Background: Dually eligible Medicare and Medicaid enrollees (MMEs) have generally more complex needs compared with Medicare-only counterparts, but quality of care differences for patients with schizophrenia are unclear.
Objectives: Characterize quality indicator (QI) achievement for MME and Medicare-only patients with schizophrenia.
Methods: Retrospective claims analysis used eligibility and claims data from Medicare's 5% 2012 limited dataset. Adults with ≥ 1 inpatient or ≥2 outpatient claims with a schizophrenia diagnosis (ICD-9CM 295, excluding 295.7) with fee-for-service MME or Medicare-only status throughout 2012 were eligible (n=11,456). 2012 Schizophrenia and diabetes-related HEDIS (QIs) were compared. Resource utilization rates described as per 1000 persons.
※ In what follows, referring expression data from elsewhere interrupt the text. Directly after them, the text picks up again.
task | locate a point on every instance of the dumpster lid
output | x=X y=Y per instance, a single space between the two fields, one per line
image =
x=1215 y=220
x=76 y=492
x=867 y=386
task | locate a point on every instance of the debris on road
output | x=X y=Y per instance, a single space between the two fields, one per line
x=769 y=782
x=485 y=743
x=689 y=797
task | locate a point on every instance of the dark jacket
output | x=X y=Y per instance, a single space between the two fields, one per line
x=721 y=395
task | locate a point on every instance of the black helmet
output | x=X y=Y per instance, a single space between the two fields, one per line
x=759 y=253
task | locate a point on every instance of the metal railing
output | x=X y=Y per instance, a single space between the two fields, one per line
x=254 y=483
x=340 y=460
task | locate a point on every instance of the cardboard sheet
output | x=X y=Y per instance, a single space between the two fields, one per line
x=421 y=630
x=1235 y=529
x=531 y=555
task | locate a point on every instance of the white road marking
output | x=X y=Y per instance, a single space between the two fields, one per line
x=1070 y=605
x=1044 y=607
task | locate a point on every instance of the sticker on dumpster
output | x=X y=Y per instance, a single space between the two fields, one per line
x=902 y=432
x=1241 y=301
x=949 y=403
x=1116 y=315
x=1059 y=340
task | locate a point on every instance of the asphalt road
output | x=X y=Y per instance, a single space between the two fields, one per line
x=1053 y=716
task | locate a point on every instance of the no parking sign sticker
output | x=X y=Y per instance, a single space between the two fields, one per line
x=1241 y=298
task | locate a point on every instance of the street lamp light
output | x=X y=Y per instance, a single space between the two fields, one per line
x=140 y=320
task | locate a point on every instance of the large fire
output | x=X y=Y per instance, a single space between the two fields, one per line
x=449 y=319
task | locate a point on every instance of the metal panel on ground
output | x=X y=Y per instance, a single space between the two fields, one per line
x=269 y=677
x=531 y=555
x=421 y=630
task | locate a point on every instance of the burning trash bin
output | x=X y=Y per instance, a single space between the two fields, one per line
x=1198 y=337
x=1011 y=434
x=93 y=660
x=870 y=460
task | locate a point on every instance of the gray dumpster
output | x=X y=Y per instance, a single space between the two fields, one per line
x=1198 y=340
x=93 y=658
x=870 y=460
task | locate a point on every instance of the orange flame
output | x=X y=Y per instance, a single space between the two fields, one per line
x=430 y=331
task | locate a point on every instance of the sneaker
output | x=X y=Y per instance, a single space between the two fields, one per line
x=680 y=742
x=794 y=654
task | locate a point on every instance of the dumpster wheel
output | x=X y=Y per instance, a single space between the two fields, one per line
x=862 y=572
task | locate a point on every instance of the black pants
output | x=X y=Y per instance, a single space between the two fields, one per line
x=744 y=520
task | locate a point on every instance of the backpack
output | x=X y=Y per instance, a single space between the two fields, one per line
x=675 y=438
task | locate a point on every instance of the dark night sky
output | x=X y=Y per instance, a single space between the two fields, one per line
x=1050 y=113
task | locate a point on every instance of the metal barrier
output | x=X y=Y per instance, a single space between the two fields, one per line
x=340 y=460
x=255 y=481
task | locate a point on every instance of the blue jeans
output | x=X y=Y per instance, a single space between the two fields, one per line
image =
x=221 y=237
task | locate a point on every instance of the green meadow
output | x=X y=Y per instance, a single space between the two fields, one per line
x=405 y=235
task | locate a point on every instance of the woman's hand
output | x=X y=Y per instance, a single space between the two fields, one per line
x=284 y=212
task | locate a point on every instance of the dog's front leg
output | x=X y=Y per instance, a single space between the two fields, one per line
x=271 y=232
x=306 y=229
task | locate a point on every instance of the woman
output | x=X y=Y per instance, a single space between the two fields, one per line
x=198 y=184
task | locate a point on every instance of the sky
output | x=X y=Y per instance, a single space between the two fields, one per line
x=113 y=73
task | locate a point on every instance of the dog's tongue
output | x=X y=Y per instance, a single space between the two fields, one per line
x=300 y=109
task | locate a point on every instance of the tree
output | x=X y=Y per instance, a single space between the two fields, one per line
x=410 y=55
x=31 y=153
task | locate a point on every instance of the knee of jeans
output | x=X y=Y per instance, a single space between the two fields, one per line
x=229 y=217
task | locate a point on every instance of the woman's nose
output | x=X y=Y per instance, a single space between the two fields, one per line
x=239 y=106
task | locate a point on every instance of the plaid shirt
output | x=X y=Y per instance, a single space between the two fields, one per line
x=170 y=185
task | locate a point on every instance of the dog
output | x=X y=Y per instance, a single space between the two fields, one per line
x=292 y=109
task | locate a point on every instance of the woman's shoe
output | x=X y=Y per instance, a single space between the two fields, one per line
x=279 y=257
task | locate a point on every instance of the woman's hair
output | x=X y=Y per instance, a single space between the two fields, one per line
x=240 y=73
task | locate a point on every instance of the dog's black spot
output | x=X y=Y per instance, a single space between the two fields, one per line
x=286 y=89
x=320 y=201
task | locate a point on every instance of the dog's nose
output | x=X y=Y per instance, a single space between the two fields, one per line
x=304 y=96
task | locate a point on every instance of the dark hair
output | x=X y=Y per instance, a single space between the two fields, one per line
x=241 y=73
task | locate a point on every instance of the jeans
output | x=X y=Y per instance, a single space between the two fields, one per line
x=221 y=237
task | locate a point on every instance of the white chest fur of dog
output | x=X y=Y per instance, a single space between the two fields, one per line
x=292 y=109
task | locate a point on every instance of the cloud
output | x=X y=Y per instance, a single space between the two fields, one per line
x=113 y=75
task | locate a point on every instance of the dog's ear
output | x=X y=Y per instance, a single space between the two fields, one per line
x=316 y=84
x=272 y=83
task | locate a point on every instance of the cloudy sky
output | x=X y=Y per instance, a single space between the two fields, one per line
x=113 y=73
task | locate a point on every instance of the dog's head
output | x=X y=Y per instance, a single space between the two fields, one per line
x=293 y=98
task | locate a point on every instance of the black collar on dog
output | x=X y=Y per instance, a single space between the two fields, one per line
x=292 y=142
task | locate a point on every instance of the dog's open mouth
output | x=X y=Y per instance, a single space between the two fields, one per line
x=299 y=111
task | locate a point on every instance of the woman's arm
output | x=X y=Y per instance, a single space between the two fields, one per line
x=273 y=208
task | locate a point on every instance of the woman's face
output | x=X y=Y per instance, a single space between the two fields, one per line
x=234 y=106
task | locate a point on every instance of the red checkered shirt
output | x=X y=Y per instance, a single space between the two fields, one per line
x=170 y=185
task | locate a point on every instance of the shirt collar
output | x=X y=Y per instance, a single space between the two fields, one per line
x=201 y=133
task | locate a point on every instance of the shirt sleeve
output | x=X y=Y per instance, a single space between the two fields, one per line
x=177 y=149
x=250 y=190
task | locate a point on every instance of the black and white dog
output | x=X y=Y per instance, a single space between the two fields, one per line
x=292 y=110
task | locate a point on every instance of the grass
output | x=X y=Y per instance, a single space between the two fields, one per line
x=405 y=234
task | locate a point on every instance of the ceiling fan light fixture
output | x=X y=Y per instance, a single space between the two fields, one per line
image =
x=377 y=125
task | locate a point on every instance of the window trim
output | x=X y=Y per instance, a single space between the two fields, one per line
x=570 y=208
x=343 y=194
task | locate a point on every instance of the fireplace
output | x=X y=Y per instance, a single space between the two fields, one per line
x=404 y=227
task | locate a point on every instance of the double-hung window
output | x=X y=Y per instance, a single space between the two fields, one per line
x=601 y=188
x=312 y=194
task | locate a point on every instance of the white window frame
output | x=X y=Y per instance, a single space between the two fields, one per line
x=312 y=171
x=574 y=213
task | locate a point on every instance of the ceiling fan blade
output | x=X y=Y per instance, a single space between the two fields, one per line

Results: 8,635 MME and 2,821 Medicare-only were identified. A higher percentage of MMEs were <65 years old (81.1%) than Medicare-only patients (70.7%), but appeared similar in depression, substance abuse, diabetes, and heart disease prevalence. MMEs had more psychiatric hospital admissions (189/1,000) and ER visits (415/1,000) than the Medicare-only group (129/1,000 and 331/1,000). Rates of rehospitalization (7-day: 6.7% MME, 5.6% Medicare-only; 30 day: 21.6% MME, 20.1% Medicare-only) and post-discharge follow-up appeared similar between MME and Medicare-only (7-day: 35.0% MME, 34.6% Medicare only; 30 day: 59.3% MME, 56.4% Medicare only). Adherence to diabetes-related screening QIs protocols was low (A1C: 22.3% MME, 18.4% Medicare only; eye exam: 12.8% MME, 9.9% Medicare only; 7.4% neuropathy exam: MME, 7.2% Medicare only).
Conclusions: QIs for patients with schizophrenia appear suboptimal, but comparable, and possibly better, among MMEs versus Medicare-only patients. Further research is warranted to understand why MMEs have greater utilization with similar disease prevalence and QIs.